Which took me to a curious place: with no familial, regional or tribal affinities, with England's football clubs laid out before me like shiny new cars in a showroom, which should I choose? The flashy model? The expensive one? The sturdy one? So many choices.
I decided my methods would be a mixture of science and impulse. Sensible, except when I didn't want them to be.
First off: the Big Four (circa 2008) were out. Linking myself with Arsenal, Chelsea, Liverpool or Manchester United showed no imagination and violated a basic American preference for the underdog.
Then I found myself trying on names for size, looking for the catchy or evocative. Queens Park Rangers had always sounded dashing, Nottingham Forest did, too; Robin Hood, merry men, all that. Crystal Palace. But none of them were in the Premier League.
I set them aside.
Nicknames disqualified several clubs. No Cottagers, Toffees or Magpies need apply.
I considered going downmarket. The first interview of footballers in England I had conducted had been with two Yanks, Kasey Keller and Bruce Murray, when they played for Millwall, and they had spoken of their "enthusiastic" supporters.
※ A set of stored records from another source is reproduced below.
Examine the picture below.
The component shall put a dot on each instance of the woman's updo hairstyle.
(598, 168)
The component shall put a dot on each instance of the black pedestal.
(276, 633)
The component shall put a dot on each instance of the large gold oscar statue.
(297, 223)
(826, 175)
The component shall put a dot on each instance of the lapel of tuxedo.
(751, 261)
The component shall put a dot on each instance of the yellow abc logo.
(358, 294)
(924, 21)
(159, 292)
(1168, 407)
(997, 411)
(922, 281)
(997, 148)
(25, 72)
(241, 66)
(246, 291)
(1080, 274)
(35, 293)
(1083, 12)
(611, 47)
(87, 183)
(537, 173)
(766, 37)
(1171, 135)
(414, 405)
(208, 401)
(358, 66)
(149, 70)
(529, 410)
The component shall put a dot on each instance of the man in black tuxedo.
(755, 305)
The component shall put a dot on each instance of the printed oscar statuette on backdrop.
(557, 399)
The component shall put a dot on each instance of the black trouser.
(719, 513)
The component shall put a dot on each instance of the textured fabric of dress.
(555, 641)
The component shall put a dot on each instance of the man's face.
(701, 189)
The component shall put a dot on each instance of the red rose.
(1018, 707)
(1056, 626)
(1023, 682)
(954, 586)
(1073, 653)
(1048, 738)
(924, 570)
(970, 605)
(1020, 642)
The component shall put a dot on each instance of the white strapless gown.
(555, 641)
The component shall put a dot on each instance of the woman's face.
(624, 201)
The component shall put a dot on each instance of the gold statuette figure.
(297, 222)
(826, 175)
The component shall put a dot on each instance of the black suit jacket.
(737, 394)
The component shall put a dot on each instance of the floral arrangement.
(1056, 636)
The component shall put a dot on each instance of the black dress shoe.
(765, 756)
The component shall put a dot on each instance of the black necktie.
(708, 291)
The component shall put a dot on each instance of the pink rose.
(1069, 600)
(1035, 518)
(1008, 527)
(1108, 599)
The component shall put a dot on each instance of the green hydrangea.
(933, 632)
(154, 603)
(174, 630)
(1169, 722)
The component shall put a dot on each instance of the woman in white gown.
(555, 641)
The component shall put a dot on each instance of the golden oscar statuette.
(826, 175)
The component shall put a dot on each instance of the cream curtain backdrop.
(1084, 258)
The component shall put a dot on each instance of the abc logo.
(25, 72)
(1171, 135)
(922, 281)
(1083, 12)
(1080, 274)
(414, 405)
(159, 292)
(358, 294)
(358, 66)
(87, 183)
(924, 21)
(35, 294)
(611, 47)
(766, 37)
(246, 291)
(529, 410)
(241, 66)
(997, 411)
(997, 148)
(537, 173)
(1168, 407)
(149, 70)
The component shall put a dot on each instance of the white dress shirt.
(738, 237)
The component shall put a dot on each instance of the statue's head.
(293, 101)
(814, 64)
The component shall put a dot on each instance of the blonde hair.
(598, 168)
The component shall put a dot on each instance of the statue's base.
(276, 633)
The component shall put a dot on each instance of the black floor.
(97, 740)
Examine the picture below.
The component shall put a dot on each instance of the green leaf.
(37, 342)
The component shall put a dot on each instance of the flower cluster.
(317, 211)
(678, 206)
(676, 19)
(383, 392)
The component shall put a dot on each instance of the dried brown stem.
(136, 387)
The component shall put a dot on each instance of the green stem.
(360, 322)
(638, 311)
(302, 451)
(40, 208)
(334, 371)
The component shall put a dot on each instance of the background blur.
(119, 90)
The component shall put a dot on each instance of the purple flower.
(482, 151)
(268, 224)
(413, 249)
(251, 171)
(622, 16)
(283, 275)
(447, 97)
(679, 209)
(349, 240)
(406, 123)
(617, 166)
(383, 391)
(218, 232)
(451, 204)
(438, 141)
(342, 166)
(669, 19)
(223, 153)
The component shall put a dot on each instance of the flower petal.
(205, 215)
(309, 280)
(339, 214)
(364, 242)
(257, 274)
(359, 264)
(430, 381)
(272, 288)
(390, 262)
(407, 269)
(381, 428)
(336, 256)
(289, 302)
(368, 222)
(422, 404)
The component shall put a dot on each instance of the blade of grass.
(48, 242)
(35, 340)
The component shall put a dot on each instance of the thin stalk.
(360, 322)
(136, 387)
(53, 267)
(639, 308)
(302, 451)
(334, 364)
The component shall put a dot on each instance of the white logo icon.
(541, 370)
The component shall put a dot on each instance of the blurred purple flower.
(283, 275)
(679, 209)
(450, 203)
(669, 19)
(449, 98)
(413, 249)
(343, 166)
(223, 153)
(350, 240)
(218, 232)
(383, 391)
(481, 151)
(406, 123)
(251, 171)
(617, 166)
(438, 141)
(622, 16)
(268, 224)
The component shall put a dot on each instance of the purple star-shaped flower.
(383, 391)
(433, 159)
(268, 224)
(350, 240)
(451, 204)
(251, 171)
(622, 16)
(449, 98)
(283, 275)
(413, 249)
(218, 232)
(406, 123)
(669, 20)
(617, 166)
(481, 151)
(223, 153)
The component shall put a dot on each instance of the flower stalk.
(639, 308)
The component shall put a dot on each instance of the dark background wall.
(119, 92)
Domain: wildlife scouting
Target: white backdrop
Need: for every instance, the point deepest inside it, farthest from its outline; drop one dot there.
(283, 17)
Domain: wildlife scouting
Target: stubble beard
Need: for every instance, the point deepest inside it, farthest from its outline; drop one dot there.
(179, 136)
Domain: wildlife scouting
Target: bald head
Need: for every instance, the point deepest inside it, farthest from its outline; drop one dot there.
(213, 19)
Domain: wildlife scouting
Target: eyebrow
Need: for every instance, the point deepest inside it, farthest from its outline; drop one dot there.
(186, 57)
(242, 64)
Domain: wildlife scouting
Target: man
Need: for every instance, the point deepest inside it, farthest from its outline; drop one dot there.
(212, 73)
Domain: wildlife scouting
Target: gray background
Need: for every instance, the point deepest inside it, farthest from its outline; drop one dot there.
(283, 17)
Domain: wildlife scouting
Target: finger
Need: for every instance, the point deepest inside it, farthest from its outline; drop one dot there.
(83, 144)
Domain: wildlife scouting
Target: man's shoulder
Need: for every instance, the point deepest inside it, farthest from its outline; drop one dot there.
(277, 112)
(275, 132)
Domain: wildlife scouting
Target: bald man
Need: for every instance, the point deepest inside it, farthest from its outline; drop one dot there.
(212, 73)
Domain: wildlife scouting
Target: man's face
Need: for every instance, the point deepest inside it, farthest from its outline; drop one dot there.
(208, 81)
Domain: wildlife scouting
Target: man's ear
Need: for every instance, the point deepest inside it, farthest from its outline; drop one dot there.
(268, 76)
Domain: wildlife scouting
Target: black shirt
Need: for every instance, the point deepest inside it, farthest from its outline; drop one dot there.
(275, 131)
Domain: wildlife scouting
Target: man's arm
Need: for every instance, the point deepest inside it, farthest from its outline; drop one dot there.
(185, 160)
But I discovered, like a slap to the face (or a punch to the jaw), that the Dockers may have invented hooliganism. If I wanted to join a gang, I could have ferried over to Kowloon and tried a triad on for size.
I circled Aston Villa several times, kicking the tyres. They passed my name test.
I imagined ruins of a Roman settlement in the centre of town. A museum. And they were a competent side, in 2008, but not a Big Four club. I knew Brad Friedel from the 1998 and 2002 World Cups.
I went to their Wikipedia page and was stopped cold: I realised that the team kit mattered. Aston Villa have a hideous pairing of maroon and baby blue, and upon viewing it I may have thrown up a little in my mouth. I believe the club referred to the colours as "claret and sky blue" but they were an off-putting combination by any name.
I also remembered that Brad Friedel was something of a pill.
I was running out of options. Several people offered up Tottenham, a London club, good but not great, lots of history. But then I saw Harry Redknapp, and I realised I couldn't support a side whose coach had a face like a basset hound. A snap decision, rude and shallow, but there you are.
I reviewed. What had I decided? Probably a London club, competent but not bagging trophies every season, no silly nickname, not known for thuggery.
For a moment, I gave up entirely.
The turning point occurred nearly nine months later. I was in the media workroom for a France-Romania World Cup qualifier in Paris when a tall, polite, grey-haired man with an almost patrician manner entered the room.
I should have known him, but it eluded me for a moment. Several French reporters got up to chat with him; he apparently was going to do TV commentary. A British reporter approached him, and I realised the dapper visitor spoke accented English. Then it hit me: Arsene Wenger.
It all fell into place. I had liked the "Arsenal" and "Gunners" names from the start. The team crest, with the cannon, was fun. Their basic colours, red and white, were simple and inoffensive. A London club with no particular history of violence. And a coach who looked like a university president.
I appreciated their style of play, the almost self-defeating Wenger insistence on attractive, possession football. I liked their players: Cesc Fabregas, Abou Diaby, Robin van Persie and Theo Walcott.
When I mentioned that I was leaning towards adopting Arsenal as my Premier League team, every Briton I know seemed to recoil in horror. "Anyone but Arsenal!" "How can you stand Arsene Wenger's excuses?" "First English club to play without any Englishmen!" "Arsenal are evil!"
A widely loathed team? In my mind that justified the flip-flopping on the Big Four issue. I apparently was joining the ranks of the reviled. Plus, just how big can Arsenal be if they haven't won a trophy since 2005?
I am not a die-hard supporter, of course. You don't pick a team like a brand of crisps at the market and become emotionally invested right off. Arsene and the lads can choke away another lead today, and I will sleep like a baby. But there it is: Arsenal's Gunners, winners of one man's supporter derby, if by process of elimination.